Bomberman II a.k.a. Dyna Blaster (1991)
By: Hudson Soft Genre: Maze Players: 1-3 Difficulty: Medium
Featured Version: Nintendo NES First Day Score: 36,400
Also Available For: GameBoy Advance
The original Bomberman was a big success and, once Hudson had finished porting it to most systems of the time, the next release in the series was this one. It's the first numbered sequel in the series and was surprisingly only released on the NES this time, although it did make an appearance on the GBA much later. It's of the same style as many of the previous (and indeed, subsequent) games in the series and again sees Black Bomberman up to his tricks. This time he's robbed a bank and framed White Bomberman for the crime! Poor old White Bomberman is swiftly arrested and thrown in jail and it's from here that he must use his bombing skills so he can escape and bring Black Bomberman to justice. To do this he must make his way through 48 stages which are divided equally over six different areas.
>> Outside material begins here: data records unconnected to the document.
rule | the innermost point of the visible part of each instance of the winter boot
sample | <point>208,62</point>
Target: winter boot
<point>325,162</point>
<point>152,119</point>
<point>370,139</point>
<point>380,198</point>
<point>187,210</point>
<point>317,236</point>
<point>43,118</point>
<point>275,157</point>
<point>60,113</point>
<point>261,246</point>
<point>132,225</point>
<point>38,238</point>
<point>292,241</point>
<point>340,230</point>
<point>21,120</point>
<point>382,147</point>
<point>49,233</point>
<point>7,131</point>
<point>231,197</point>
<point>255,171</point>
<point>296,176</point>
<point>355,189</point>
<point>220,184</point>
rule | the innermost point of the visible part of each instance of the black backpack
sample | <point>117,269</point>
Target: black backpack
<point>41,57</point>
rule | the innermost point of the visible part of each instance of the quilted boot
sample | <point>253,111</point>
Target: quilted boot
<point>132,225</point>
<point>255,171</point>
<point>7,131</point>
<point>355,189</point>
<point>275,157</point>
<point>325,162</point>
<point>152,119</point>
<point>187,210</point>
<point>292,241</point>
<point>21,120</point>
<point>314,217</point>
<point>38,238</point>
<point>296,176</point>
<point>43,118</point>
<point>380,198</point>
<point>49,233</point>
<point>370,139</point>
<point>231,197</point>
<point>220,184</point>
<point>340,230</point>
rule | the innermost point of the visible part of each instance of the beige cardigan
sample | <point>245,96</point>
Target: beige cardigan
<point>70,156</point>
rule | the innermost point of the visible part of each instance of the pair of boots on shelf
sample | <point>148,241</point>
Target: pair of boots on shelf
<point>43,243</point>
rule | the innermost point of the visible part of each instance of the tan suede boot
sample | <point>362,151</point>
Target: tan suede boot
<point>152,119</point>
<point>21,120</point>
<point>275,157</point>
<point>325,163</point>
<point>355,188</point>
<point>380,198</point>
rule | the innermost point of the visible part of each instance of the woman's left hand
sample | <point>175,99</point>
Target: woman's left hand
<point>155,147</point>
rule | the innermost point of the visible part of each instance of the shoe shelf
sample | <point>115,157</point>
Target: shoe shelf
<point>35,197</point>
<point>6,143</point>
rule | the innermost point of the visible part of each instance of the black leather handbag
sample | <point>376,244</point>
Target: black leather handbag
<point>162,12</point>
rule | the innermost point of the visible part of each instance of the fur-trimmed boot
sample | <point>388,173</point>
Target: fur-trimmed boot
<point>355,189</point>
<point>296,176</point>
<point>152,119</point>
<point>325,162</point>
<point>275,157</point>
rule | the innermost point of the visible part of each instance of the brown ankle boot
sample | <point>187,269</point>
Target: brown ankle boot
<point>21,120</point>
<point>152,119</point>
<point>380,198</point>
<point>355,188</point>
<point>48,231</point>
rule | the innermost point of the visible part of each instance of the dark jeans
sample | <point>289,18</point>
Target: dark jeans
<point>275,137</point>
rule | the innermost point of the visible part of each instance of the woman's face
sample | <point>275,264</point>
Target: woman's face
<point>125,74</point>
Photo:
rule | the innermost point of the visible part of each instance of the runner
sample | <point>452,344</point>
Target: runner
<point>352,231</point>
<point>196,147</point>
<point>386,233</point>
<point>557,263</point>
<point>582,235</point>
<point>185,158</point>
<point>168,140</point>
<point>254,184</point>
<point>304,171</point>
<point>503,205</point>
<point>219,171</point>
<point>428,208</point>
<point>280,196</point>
Each of the many stages is filled with a roughly equal number of soft (destructible) and hard (indestructible) blocks. Hidden beneath a random soft block is the exit which will only open once all the enemies on the stage have been destroyed. There's no bosses yet but the cast of regular enemies is the same as the previous NES outing. There's a few new ones though and the power-ups are also the same with the exception of a dollar sign which gives you bonus points (which is presumably swag from the bank robbery!). It's all pretty familiar stuff by now. One of the biggest changes as far as the NES is concerned though, is the graphical improvements. The first game is certainly easily recognisable as a Bomberman game but it was very repetitive, visually. Here, everything is much better drawn and defined, especially the Bombermen themselves, and more importantly the backgrounds are now far more varied. Each 'area' has a different theme and, while they're not as creative as some later games in the series, they're still a big improvement and go a long to increasing the long-term appeal.